When you talk about the peaks in the DCN, are you referring to a similar aggravation of tinnitus via the trigeminal nerve with, for example, dysfunctions in the neck and jaw?

I mean that if TMJ problems worsen, the tinnitus (somatosensory) already present will also increase in volume?
 
There are a lot of papers which suggest DCN is at least in part responsible for tinnitus. Reducing hyperactivity in the DCN would seem the right direction for researchers.
 
I think this is very interesting, especially when they compare different theories with patients who's seen improvements after having the auditory nerve(s) sectioned. I know that auditory nerve section has been discussed on the forum a few times, but I don't think I've ever seen a user on here who's gone through with it and reported anything back.
I'll be the first, but it is very difficult to find an experienced surgeon who wants to do it. I cannot force someone to do it. Maybe if I identify as a trans half-deaf man, it will be easier, because this should be considered 'normal' these days.
There are a lot of papers which suggest DCN is at least in part responsible for tinnitus. Reducing hyperactivity in the DCN would seem the right direction for researchers.
Probably because there is abnormal activity in the auditory nerve.
 
The problem with theories is that they are theoretical. In closing arguments in criminal trials, we see that the prosecution will say that the theory of their case is this, that, and the other thing. In scientific practice, theories are something that scientists try to disprove. Theories are conjectures with no basis. The medical industry also uses a syndrome to explain a disease for which they prescribe medication. They love the word syndrome because it sounds so sophisticated when it's just a word. Evolution is called the theory of evolution, but it's not a theory. Evolution is a fact.

Does the medical industry know what causes tinnitus? As far as I know, they don't. How can they define or identify objectively unless they identify the cause? Identifying the cause would require a scientific method, hard work, and research.

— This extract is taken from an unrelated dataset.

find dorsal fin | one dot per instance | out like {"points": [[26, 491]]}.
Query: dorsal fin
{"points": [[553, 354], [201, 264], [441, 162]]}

Doctors read articles in their medical journals and regurgitate them to their patients, whether they are right or wrong. When a doctor prescribes medication to a patient, the doctor doesn't even know the medication's country of origin.

Tinnitus is a significant health problem. It requires actual research by real scientist not just the sellouts who work for the pharmaceutical industry.
 
Tinnitus is a significant health problem. It requires actual research by real scientist not just the sellouts who work for the pharmaceutical industry.
This doesn't make sense. 99.99% of drugs and therapies on the market have zero doctor involvement. They treat patients, not develop the treatments. The treatments are mostly developed by those 'sellouts.'

And it's not just as easy as throwing money at the research until you strike gold. It doesn't work like that. A lot of people on here think we haven't found a cure because pharmaceutical companies don't want one. The fact is, we haven't found a cure because it's an incredibly complex condition with very little understanding surrounding the modalities and parts of the brain and hearing system involved.

There is plentiful research carried out by pharmaceutical companies into tinnitus that's been unsuccessful and the public is never made aware of the research.